At the cemetery, Alice discovers a body buried in the dirt, wearing the same necklace that Deborah gave her. Deborah tells her that Adele didn't have to die, if only she had told her she was going back to her husband. Deborah revealed that she had sex with Adam when he was 15 years old, resulting in her subsequent obsession with her own brother and need to rid his life of any other woman. She tries to kill Alice, but Adam appears in time and saves her. Furious, Deborah tries to kill him but is stopped short by Alice, who shoots her with a flare pistol.

Adam tells Alice that he and his sister used to come to the cabin together, but that he thought that if Alice just trusted him, then everything would be alright. Adam is led away by police that morning.

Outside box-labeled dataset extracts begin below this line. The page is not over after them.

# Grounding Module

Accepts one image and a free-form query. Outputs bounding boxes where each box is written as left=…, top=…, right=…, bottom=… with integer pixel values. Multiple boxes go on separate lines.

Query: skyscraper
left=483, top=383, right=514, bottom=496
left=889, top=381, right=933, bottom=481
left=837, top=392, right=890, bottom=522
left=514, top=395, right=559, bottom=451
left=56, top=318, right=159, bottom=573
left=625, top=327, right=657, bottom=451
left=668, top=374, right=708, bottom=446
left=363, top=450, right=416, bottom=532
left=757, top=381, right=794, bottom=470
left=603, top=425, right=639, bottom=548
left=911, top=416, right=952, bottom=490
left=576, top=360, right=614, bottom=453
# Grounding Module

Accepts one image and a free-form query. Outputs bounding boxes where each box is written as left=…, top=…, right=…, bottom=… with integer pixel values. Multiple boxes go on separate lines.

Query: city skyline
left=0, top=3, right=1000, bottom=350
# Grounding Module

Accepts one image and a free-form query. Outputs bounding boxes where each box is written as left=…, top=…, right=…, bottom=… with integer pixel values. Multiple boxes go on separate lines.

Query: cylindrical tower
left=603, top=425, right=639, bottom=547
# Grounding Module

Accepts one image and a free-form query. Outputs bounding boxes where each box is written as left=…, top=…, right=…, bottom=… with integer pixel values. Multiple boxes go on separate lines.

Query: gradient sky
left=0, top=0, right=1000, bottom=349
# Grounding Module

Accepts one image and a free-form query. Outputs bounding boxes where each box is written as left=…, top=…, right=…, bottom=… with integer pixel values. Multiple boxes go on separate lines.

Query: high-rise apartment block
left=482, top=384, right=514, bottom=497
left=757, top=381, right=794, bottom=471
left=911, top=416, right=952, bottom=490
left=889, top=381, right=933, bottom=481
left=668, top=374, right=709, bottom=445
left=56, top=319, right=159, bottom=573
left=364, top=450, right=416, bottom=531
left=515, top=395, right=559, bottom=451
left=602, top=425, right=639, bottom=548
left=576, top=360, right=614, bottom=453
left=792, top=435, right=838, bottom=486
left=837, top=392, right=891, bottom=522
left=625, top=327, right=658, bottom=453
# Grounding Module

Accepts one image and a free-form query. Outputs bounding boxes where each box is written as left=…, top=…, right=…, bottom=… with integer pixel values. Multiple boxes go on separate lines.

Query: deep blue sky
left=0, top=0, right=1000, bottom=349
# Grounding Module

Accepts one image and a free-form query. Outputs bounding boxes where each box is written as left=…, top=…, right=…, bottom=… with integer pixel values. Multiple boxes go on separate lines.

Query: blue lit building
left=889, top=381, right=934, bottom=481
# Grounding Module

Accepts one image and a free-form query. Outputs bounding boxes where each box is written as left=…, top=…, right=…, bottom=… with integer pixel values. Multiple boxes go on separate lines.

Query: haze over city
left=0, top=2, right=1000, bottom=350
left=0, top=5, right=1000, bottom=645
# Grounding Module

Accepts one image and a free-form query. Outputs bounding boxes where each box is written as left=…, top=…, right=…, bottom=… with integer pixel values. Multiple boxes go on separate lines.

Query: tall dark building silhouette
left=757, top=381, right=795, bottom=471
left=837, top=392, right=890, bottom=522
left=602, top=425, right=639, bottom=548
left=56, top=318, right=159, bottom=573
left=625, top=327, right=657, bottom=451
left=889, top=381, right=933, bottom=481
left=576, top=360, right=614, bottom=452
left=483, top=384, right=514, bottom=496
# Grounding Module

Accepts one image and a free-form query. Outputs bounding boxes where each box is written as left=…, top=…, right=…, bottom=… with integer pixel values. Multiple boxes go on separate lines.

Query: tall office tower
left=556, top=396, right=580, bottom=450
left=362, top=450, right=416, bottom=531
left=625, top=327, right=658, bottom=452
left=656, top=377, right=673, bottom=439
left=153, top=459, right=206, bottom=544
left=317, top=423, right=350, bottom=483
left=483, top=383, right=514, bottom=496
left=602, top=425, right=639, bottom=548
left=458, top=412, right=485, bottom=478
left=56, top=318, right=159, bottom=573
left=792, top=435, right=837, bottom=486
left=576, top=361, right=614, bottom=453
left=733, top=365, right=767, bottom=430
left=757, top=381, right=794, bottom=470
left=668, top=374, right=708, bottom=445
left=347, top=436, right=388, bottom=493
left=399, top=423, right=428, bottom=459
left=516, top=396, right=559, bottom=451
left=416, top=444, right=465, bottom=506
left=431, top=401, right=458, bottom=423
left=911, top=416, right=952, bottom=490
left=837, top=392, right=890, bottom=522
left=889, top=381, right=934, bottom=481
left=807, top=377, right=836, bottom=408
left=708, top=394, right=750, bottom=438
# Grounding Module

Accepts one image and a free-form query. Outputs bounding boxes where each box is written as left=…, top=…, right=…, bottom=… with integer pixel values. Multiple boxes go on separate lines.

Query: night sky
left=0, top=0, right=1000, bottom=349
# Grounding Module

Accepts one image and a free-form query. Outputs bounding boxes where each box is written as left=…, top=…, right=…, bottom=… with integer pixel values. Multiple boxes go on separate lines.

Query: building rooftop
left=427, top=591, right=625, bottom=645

Two years later, Alice and Adam see one another again on either side of an escalator - she's going down and he's riding up. They both watch each other as they pass without saying anything. Adam stops at the top and turns to stare back at Alice before walking away. The film ends with Alice's voiceover recalling the events in posterity and wondering what might have happened had fate not led her to Adam one morning. She wonders if the passion between them could ever have lasted, and if a "flatlander" like her could ever have stayed at such a high altitude.

== Production ==
Filming commenced on October 29, 2000, and was mostly based in or around London and Cumbria, England. Filming also took place in Matterdale, near Penrith.

Heather Graham and Joseph Fiennes spent seven days in bed filming the sex scenes, where Graham refused to wear a 'modesty pouch'.

== Release ==
Killing Me Softly was released on June 21, 2002, in the UK. MGM initially planned a 2002 wide release in the US, but this was cancelled in favor of a direct-to-DVD launch on March 25, 2003. Variety later characterized the film's international release as "a painful failure". On August 13, 2013, Shout! Factory released Killing Me Softly on Blu-ray along with The Hot Spot as part of a double feature.

== Reception ==
On Rotten Tomatoes the film has an approval rating of 0% based on 21 reviews, with an average rating of 3.9/10. The site's consensus is: "Respected director Chen Kaige's first English-language film is a spectacularly misguided erotic thriller, with ludicrous plot twists and cringe-worthy dialogue". In 2009, the site also rated it #12 worst films over the last 10 years.

David Rooney of Variety called it: "A turgid erotic thriller that plays like Zalman King-meets-vintage Brian De Palma without the latter's wit or style". Empire called it "the funniest movie of the year so far".